Why I Chose RedPrairie (Now BlueYonder)

Jessica

Published: April 17, 2013 – Updated: June 2020

Gerry’s Background

In 2002 I was married (still am!), with three children. I quit my job as Vice President of Information Technology of a major 3PL in Canada.

Before I get going here, you should understand that I am, first and foremost, a techie! Not a business owner, not a financial expert, and certainly not a people (?) guy. I like technology, especially technology, which makes our lives easier.

Before I had kids, I was a small business owner, and the itch to own again was always in the back of my mind.

A Start to a New Beginning

So, in 2002, I resigned with nothing in my pocket—no opportunity and not a heck of a lot of savings. Luckily for me, the company I was working for had just bought McHugh WMS (soon to be RedPrairie WMS), and they asked me to stay on to help implement the system. It was not exactly what I had in mind, but it was a start, and it gave me nine months of income.

At first, my now new customer gave me the task of creating some Crystal Reports (this is funny…trust me). Crystal was the RedPrairie (now BlueYonder) report writer tool of the day. Furthermore, for them because of the RedPrairie design, they had a cost-effective alternative to meet some of their development tasks.

Once I had gotten through most of the reports, the company decided it wanted me to work on some more complex issues in RedPrairie (now BlueYonder). Budget and time were running short and using me was less expensive.

So, they assigned me tasks of creating what we now call DDAs as well as doing some integration. Now I was really getting into the nitty-gritty of RedPrairie (now BlueYonder) WMS. I met a couple of really good guys at RedPrairie (BlueYonder) who taught me in a few hours how integration worked, and they showed me MOCA (McHugh Open Component Architecture, back in the day).

MOCA

MOCA, if you are not familiar, is the engine, the architecture, the underlying infrastructure, the big kahuna of RedPrairie (BlueYonder) systems. When you know MOCA well enough, you are king. Every single system is built on MOCA, from WMS to TMS to the Integrator and so on.

Without getting technical, MOCA really opens up the world to the customer. I discovered, for the first time, a system that actually put as much control in the hands of the customer as they needed and wanted.

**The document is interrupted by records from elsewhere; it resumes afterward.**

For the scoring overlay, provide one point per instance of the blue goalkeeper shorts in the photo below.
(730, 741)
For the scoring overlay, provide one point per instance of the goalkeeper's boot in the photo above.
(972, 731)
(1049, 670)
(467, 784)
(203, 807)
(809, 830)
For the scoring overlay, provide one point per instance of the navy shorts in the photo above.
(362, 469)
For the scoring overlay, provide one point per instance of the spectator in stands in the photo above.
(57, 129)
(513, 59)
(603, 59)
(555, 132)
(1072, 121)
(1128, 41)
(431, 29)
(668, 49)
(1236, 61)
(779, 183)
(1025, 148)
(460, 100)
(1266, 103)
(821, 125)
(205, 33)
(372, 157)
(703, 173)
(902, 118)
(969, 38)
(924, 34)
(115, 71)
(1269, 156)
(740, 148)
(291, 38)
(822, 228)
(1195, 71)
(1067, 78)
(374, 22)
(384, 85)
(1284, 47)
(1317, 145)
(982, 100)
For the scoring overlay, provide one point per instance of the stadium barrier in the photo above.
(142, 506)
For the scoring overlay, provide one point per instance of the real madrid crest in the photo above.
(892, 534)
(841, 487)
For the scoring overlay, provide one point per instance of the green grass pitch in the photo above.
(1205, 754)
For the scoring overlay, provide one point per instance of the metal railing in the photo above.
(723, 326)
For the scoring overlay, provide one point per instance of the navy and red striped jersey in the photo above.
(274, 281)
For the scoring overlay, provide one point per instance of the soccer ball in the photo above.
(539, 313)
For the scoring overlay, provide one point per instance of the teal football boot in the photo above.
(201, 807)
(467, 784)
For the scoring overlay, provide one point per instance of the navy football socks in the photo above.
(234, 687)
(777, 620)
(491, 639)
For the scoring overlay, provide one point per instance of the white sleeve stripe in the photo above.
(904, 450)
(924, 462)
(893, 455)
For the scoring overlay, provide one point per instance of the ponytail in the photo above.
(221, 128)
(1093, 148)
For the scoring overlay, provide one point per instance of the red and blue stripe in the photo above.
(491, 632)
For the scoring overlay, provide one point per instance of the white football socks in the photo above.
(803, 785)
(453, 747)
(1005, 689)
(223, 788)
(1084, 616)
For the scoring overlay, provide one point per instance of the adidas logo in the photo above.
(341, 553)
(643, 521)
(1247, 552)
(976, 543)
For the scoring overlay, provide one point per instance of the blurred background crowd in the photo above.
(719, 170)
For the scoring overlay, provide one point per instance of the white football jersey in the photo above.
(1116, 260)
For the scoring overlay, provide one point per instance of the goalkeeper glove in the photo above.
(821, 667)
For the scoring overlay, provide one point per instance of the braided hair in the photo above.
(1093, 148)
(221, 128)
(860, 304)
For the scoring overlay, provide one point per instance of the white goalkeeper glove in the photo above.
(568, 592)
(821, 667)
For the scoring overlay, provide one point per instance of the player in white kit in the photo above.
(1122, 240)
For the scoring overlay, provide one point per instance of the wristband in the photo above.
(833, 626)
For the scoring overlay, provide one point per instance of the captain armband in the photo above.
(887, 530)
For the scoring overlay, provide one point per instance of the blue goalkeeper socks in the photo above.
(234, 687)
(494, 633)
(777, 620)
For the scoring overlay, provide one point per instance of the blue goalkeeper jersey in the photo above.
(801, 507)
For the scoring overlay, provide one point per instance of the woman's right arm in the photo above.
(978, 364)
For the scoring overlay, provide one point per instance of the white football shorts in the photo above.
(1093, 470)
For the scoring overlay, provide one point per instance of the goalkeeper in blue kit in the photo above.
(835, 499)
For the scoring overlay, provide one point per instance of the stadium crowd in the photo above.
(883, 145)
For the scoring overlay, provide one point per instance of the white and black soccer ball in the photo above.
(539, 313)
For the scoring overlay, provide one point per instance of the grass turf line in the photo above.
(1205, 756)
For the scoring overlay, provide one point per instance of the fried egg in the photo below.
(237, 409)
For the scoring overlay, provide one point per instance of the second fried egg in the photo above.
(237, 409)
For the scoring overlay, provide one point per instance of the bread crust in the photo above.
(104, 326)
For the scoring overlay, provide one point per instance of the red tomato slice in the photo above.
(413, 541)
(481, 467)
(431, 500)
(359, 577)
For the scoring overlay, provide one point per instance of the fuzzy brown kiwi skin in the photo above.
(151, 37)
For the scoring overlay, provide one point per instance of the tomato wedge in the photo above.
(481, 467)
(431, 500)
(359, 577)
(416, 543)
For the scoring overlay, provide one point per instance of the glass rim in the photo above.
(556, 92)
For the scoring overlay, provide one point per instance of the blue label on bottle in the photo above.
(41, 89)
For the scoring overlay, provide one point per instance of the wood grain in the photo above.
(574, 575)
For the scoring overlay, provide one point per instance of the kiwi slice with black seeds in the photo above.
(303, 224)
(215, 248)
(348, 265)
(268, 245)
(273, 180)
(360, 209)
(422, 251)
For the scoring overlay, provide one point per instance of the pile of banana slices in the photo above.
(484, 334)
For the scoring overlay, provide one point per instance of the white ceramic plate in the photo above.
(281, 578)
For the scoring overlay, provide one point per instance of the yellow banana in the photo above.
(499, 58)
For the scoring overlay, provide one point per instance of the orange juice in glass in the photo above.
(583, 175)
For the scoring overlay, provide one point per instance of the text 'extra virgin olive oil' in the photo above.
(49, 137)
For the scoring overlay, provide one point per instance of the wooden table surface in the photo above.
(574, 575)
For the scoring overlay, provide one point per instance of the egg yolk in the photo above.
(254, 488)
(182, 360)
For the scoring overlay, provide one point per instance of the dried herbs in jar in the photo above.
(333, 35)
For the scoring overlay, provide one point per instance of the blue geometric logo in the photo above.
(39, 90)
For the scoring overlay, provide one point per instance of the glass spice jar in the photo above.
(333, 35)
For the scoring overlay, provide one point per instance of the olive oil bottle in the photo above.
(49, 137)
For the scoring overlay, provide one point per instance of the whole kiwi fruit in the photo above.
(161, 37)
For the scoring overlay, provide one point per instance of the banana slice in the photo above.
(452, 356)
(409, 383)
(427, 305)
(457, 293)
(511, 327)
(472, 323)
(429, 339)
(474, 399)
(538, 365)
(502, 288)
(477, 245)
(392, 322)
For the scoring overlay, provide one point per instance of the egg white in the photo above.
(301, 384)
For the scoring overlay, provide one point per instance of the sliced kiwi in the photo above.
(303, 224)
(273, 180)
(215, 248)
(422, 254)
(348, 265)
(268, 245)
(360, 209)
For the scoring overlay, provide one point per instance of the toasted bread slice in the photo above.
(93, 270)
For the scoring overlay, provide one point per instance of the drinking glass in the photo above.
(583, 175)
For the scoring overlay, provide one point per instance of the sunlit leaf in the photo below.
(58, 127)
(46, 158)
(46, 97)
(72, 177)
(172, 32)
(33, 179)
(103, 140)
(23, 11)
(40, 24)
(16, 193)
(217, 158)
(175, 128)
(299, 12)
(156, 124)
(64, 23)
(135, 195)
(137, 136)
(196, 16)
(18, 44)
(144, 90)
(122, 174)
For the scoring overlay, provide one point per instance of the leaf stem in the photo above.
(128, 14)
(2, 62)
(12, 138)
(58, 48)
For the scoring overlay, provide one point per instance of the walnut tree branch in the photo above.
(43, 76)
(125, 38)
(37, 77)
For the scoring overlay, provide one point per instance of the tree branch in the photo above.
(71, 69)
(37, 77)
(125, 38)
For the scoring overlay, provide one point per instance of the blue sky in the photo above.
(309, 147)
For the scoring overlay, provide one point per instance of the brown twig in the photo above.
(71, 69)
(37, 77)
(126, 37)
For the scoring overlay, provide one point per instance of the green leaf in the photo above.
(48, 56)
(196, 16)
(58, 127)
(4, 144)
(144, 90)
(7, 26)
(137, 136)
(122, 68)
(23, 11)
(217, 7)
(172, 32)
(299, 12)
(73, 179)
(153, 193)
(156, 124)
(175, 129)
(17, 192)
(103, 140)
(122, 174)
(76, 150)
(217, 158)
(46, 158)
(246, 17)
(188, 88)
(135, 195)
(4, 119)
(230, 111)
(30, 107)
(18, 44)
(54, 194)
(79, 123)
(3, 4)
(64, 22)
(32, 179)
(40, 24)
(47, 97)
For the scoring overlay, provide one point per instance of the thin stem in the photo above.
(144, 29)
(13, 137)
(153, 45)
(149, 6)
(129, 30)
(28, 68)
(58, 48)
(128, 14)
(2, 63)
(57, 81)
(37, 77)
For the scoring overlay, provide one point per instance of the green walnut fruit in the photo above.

Not only could you write your own reports, and create your own labels, but you could also now develop your own integrations from scratch. You were able to hook into any other system. Talk to automation equipment. You could put together your own screens. You could write small pieces of code that could add that little extra thing you needed that may not have come with the system. You could even write a whole new component and put a button on a screen to run your new functionality. All of a sudden, you could add an entirely new piece of functionality that is embedded into your system without going back to the vendor for help.

Learning from MOCA

I came from supporting a WMS that had nowhere near this capability. There was no exposure to their system, and any change, no matter how small, took weeks at a minimum.

So, I went from years of utter frustration to feeling completely liberated. I knew that this was a technology that I could believe in, one that I would enjoy working with, and I could use it to deliver real results to customers.

I could build a business around it. That is why I chose RedPrairie (now BlueYonder).

Today, Longbow Advantage has grown tremendously since our start in 2002. Our employees help customers do just what I talked about here, and it is all because of the vision of the people who build MOCA and systems bases on MOCA some 20 years ago.